Authors: Jonah C. Sirott
12.
Lorrie’s mail had piled up: newspapers and magazines that Lance stacked against the back wall of his kitchen. As Lance dropped another day’s paper onto the teetering pile, he glanced at the sickly, disembodied words. The next First Tuesday, a headline told him, would also be the twenty-third anniversary of war. One column over was news of more attacks, this round stranger than the last. A Homeland Religion church defaced and a historic statue of the Young Savior altered; the Holy One himself—blessed be He—was now clothed in a Homeland Army uniform. Below the marble was a small bomb that had not gone off, buried in a huge sack of charcoal. Why charcoal? a columnist asked. Foreigns don’t even barbecue.
Lance shook his head. Just another newspaper on the stack.
Reaching down, he grabbed his sketchbook and began to draw. Irises and pupils, he decided. After a few passes, he realized that the eyelids on the paper contained no hint of life, nothing of Lorrie’s spark. The air sagged around him, and he tossed the sketchbook away, smiling as it hit the floor with a loud slap. When he heard the knock at his door, he had not stood up in nearly fifteen hours.
“Apple?”
Standing in his doorway was his neighbor Tim, a bright green apple in his palm. “Haven’t seen you around,” Tim said.

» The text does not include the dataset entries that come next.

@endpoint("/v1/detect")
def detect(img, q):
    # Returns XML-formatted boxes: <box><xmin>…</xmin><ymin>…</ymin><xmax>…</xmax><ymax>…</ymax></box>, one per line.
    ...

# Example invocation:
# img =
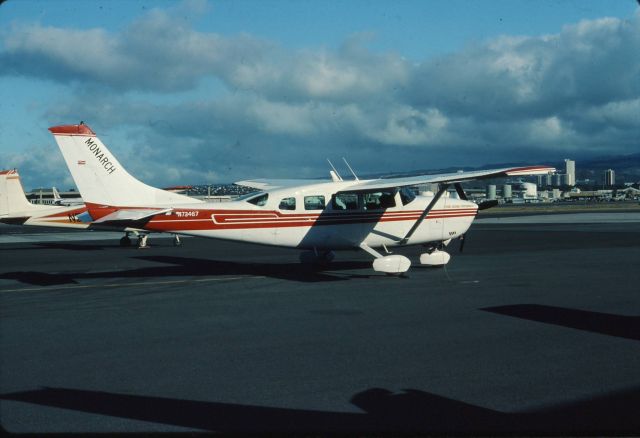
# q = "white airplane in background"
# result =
<box><xmin>49</xmin><ymin>123</ymin><xmax>555</xmax><ymax>274</ymax></box>
<box><xmin>0</xmin><ymin>169</ymin><xmax>90</xmax><ymax>229</ymax></box>
<box><xmin>0</xmin><ymin>169</ymin><xmax>189</xmax><ymax>248</ymax></box>
<box><xmin>51</xmin><ymin>187</ymin><xmax>84</xmax><ymax>205</ymax></box>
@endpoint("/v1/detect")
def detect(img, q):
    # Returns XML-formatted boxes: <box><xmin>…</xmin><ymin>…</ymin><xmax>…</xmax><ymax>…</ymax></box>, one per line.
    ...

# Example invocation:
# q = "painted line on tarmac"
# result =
<box><xmin>0</xmin><ymin>275</ymin><xmax>265</xmax><ymax>293</ymax></box>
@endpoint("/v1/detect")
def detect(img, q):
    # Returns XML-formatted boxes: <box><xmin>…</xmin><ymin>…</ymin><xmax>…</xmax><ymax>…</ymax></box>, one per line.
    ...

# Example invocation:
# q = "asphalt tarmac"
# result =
<box><xmin>0</xmin><ymin>221</ymin><xmax>640</xmax><ymax>435</ymax></box>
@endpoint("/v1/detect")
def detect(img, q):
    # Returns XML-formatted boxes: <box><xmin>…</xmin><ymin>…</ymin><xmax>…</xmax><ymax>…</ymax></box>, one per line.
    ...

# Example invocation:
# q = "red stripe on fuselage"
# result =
<box><xmin>138</xmin><ymin>208</ymin><xmax>477</xmax><ymax>231</ymax></box>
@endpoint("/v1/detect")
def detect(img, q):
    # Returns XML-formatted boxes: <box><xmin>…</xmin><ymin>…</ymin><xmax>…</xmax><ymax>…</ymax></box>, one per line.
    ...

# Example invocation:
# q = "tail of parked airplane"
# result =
<box><xmin>51</xmin><ymin>187</ymin><xmax>62</xmax><ymax>204</ymax></box>
<box><xmin>49</xmin><ymin>123</ymin><xmax>201</xmax><ymax>207</ymax></box>
<box><xmin>0</xmin><ymin>169</ymin><xmax>48</xmax><ymax>217</ymax></box>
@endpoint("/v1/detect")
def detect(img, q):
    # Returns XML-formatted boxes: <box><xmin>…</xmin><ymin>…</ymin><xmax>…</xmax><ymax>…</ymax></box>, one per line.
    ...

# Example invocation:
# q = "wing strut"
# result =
<box><xmin>400</xmin><ymin>184</ymin><xmax>449</xmax><ymax>245</ymax></box>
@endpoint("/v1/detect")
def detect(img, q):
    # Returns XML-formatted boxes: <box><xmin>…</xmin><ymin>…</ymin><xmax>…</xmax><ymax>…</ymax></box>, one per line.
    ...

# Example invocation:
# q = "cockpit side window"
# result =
<box><xmin>304</xmin><ymin>195</ymin><xmax>325</xmax><ymax>210</ymax></box>
<box><xmin>362</xmin><ymin>190</ymin><xmax>396</xmax><ymax>210</ymax></box>
<box><xmin>400</xmin><ymin>187</ymin><xmax>416</xmax><ymax>205</ymax></box>
<box><xmin>278</xmin><ymin>197</ymin><xmax>296</xmax><ymax>210</ymax></box>
<box><xmin>247</xmin><ymin>193</ymin><xmax>269</xmax><ymax>207</ymax></box>
<box><xmin>331</xmin><ymin>193</ymin><xmax>358</xmax><ymax>210</ymax></box>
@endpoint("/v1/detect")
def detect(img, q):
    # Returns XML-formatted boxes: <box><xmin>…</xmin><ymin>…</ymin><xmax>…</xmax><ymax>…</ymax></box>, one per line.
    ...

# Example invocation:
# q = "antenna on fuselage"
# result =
<box><xmin>327</xmin><ymin>158</ymin><xmax>342</xmax><ymax>182</ymax></box>
<box><xmin>342</xmin><ymin>157</ymin><xmax>360</xmax><ymax>181</ymax></box>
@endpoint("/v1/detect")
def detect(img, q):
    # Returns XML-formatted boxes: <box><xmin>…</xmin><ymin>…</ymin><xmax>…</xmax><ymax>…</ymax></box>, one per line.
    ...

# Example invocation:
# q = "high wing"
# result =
<box><xmin>340</xmin><ymin>166</ymin><xmax>556</xmax><ymax>190</ymax></box>
<box><xmin>234</xmin><ymin>178</ymin><xmax>326</xmax><ymax>190</ymax></box>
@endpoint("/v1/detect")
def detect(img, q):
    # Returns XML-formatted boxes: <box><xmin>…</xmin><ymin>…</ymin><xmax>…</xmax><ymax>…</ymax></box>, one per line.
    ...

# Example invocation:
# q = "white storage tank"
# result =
<box><xmin>487</xmin><ymin>184</ymin><xmax>496</xmax><ymax>201</ymax></box>
<box><xmin>502</xmin><ymin>184</ymin><xmax>513</xmax><ymax>199</ymax></box>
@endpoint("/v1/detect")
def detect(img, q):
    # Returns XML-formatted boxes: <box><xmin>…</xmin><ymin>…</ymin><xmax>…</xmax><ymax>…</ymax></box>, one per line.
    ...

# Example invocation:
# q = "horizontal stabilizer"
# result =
<box><xmin>93</xmin><ymin>208</ymin><xmax>172</xmax><ymax>224</ymax></box>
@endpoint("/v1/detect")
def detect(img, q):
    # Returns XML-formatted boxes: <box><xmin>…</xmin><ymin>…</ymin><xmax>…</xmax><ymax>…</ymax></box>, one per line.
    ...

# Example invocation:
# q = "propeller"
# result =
<box><xmin>458</xmin><ymin>233</ymin><xmax>467</xmax><ymax>253</ymax></box>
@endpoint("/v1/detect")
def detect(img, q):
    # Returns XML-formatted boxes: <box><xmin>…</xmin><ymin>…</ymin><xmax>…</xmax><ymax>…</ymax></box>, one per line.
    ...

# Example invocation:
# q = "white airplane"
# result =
<box><xmin>0</xmin><ymin>169</ymin><xmax>184</xmax><ymax>248</ymax></box>
<box><xmin>51</xmin><ymin>187</ymin><xmax>84</xmax><ymax>206</ymax></box>
<box><xmin>49</xmin><ymin>123</ymin><xmax>554</xmax><ymax>274</ymax></box>
<box><xmin>0</xmin><ymin>169</ymin><xmax>91</xmax><ymax>229</ymax></box>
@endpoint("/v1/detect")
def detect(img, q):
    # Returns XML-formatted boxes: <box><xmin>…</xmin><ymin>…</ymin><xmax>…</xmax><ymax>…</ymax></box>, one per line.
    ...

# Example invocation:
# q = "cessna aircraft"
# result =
<box><xmin>0</xmin><ymin>169</ymin><xmax>188</xmax><ymax>248</ymax></box>
<box><xmin>49</xmin><ymin>123</ymin><xmax>555</xmax><ymax>274</ymax></box>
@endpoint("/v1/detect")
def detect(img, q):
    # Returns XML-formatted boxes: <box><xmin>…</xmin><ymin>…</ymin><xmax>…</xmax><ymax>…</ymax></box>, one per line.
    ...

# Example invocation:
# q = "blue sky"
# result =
<box><xmin>0</xmin><ymin>0</ymin><xmax>640</xmax><ymax>188</ymax></box>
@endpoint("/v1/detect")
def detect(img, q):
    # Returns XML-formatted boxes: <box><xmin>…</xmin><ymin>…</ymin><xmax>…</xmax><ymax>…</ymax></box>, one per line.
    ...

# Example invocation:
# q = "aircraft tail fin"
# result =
<box><xmin>51</xmin><ymin>187</ymin><xmax>62</xmax><ymax>203</ymax></box>
<box><xmin>0</xmin><ymin>169</ymin><xmax>47</xmax><ymax>217</ymax></box>
<box><xmin>49</xmin><ymin>122</ymin><xmax>200</xmax><ymax>206</ymax></box>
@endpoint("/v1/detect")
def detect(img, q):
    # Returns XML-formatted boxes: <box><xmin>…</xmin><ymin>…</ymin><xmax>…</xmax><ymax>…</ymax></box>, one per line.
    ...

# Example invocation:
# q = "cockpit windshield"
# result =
<box><xmin>400</xmin><ymin>187</ymin><xmax>416</xmax><ymax>205</ymax></box>
<box><xmin>245</xmin><ymin>192</ymin><xmax>269</xmax><ymax>207</ymax></box>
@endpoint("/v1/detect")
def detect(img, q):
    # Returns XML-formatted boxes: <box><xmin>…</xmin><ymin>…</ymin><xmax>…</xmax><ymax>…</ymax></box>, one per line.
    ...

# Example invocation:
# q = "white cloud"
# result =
<box><xmin>0</xmin><ymin>6</ymin><xmax>640</xmax><ymax>184</ymax></box>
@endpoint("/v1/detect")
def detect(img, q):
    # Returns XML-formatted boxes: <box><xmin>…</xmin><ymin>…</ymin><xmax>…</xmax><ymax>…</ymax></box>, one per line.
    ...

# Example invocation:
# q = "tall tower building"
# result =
<box><xmin>564</xmin><ymin>158</ymin><xmax>576</xmax><ymax>186</ymax></box>
<box><xmin>604</xmin><ymin>169</ymin><xmax>616</xmax><ymax>187</ymax></box>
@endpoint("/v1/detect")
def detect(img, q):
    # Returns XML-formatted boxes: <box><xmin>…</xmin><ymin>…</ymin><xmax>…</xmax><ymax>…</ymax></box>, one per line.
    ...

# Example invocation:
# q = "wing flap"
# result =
<box><xmin>340</xmin><ymin>166</ymin><xmax>556</xmax><ymax>190</ymax></box>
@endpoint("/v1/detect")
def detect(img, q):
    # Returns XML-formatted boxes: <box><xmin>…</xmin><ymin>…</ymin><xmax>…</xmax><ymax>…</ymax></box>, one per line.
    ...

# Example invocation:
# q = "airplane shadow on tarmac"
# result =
<box><xmin>0</xmin><ymin>256</ymin><xmax>376</xmax><ymax>286</ymax></box>
<box><xmin>480</xmin><ymin>304</ymin><xmax>640</xmax><ymax>341</ymax></box>
<box><xmin>0</xmin><ymin>387</ymin><xmax>640</xmax><ymax>435</ymax></box>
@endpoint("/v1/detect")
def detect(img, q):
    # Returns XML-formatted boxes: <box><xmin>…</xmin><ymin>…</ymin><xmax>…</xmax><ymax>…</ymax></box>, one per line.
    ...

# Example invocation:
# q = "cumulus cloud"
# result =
<box><xmin>0</xmin><ymin>2</ymin><xmax>640</xmax><ymax>184</ymax></box>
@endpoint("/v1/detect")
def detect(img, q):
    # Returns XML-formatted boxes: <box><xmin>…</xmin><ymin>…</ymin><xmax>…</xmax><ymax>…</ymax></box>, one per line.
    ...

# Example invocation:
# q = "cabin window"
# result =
<box><xmin>331</xmin><ymin>193</ymin><xmax>358</xmax><ymax>210</ymax></box>
<box><xmin>400</xmin><ymin>187</ymin><xmax>416</xmax><ymax>205</ymax></box>
<box><xmin>362</xmin><ymin>190</ymin><xmax>396</xmax><ymax>210</ymax></box>
<box><xmin>278</xmin><ymin>197</ymin><xmax>296</xmax><ymax>210</ymax></box>
<box><xmin>304</xmin><ymin>195</ymin><xmax>325</xmax><ymax>210</ymax></box>
<box><xmin>247</xmin><ymin>193</ymin><xmax>269</xmax><ymax>207</ymax></box>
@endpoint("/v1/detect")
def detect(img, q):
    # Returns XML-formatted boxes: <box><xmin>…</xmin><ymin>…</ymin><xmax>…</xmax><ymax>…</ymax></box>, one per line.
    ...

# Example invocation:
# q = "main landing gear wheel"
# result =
<box><xmin>360</xmin><ymin>243</ymin><xmax>411</xmax><ymax>277</ymax></box>
<box><xmin>420</xmin><ymin>249</ymin><xmax>451</xmax><ymax>268</ymax></box>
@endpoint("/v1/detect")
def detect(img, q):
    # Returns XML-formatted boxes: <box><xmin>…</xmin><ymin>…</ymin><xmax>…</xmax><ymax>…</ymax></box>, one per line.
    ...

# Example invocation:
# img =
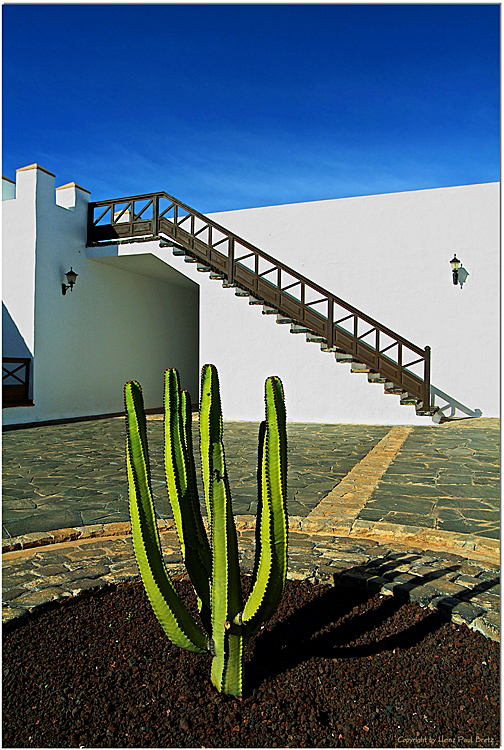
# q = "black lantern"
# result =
<box><xmin>61</xmin><ymin>266</ymin><xmax>79</xmax><ymax>294</ymax></box>
<box><xmin>450</xmin><ymin>254</ymin><xmax>460</xmax><ymax>284</ymax></box>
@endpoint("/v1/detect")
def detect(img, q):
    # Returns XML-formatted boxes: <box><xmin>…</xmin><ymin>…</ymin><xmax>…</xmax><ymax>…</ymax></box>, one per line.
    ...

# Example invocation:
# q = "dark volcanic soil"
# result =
<box><xmin>3</xmin><ymin>581</ymin><xmax>500</xmax><ymax>748</ymax></box>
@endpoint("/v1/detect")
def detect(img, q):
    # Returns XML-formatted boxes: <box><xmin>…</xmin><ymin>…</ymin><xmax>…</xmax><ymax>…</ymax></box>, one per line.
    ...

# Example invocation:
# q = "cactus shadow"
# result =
<box><xmin>246</xmin><ymin>553</ymin><xmax>464</xmax><ymax>694</ymax></box>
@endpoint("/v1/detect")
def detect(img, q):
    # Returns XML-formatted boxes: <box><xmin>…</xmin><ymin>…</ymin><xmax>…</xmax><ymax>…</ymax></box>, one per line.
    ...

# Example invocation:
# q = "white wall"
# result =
<box><xmin>3</xmin><ymin>165</ymin><xmax>199</xmax><ymax>424</ymax></box>
<box><xmin>3</xmin><ymin>168</ymin><xmax>500</xmax><ymax>424</ymax></box>
<box><xmin>131</xmin><ymin>183</ymin><xmax>499</xmax><ymax>424</ymax></box>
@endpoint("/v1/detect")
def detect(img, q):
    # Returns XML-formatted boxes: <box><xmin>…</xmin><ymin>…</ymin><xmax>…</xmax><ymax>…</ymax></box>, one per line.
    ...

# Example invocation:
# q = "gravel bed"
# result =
<box><xmin>2</xmin><ymin>577</ymin><xmax>500</xmax><ymax>748</ymax></box>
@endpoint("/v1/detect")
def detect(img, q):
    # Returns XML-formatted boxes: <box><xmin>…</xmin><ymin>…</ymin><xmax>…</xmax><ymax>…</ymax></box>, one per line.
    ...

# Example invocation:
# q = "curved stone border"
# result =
<box><xmin>2</xmin><ymin>516</ymin><xmax>500</xmax><ymax>640</ymax></box>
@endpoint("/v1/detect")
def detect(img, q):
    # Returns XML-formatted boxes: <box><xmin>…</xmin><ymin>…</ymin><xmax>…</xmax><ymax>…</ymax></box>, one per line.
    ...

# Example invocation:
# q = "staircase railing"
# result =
<box><xmin>88</xmin><ymin>192</ymin><xmax>430</xmax><ymax>409</ymax></box>
<box><xmin>2</xmin><ymin>357</ymin><xmax>32</xmax><ymax>408</ymax></box>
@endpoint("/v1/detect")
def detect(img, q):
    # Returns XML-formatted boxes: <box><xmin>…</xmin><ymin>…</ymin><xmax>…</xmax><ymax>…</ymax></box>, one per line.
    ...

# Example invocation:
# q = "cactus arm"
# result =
<box><xmin>124</xmin><ymin>381</ymin><xmax>207</xmax><ymax>653</ymax></box>
<box><xmin>242</xmin><ymin>377</ymin><xmax>287</xmax><ymax>636</ymax></box>
<box><xmin>200</xmin><ymin>365</ymin><xmax>243</xmax><ymax>696</ymax></box>
<box><xmin>164</xmin><ymin>368</ymin><xmax>211</xmax><ymax>629</ymax></box>
<box><xmin>181</xmin><ymin>391</ymin><xmax>212</xmax><ymax>577</ymax></box>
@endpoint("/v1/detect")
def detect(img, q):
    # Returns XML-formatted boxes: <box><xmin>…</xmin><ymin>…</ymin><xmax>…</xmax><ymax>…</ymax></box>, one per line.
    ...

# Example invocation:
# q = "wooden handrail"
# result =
<box><xmin>88</xmin><ymin>192</ymin><xmax>430</xmax><ymax>409</ymax></box>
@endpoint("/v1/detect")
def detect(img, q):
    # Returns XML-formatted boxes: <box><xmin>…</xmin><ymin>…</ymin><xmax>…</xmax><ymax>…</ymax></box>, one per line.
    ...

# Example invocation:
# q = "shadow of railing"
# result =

This was true. Lance called up the glittering sight of Tim’s girlfriend Rebecca in his apartment, the two of them visiting during some long ago dinner party, warm wind filling the air, her lips wrapped around a Substance Q cigarette. “How the hell did you get an apple?”
Tim smiled sheepishly. Though Lance could not remember the last time he had bitten into an apple, he knew that had he come across one, Tim was low on the list of people he would think to share it with.
“So?” said Tim. The apple, it seemed, was just the beginning, an offering so Lance would allow him over the threshold and through the door. Lance shrugged and stepped aside. He took the apple from Tim and placed it on the counter. Finally, something to look forward to.
Lance knew his apartment looked blank, as though some permanent sense of home had been sucked out of all the objects, but now he saw the place through his visitor’s eyes. A stale smell coated the room, and a thin film of dust rested atop every surface.
“I’m sorry about Lorrie,” Tim said. He sat across from Lance on a low ottoman that he squeezed with his thighs.
“Yeah,” said Lance. Tim’s acne scars—or maybe it was razor burn, who could tell?—rode down his cheeks in staggered strips, deeper and more lurid, Lance thought, than the last time he’d seen him. Lance looked around some more, if only to not have to stare at Tim’s face. “How’s Rebecca? Sorry my place looks like shit.”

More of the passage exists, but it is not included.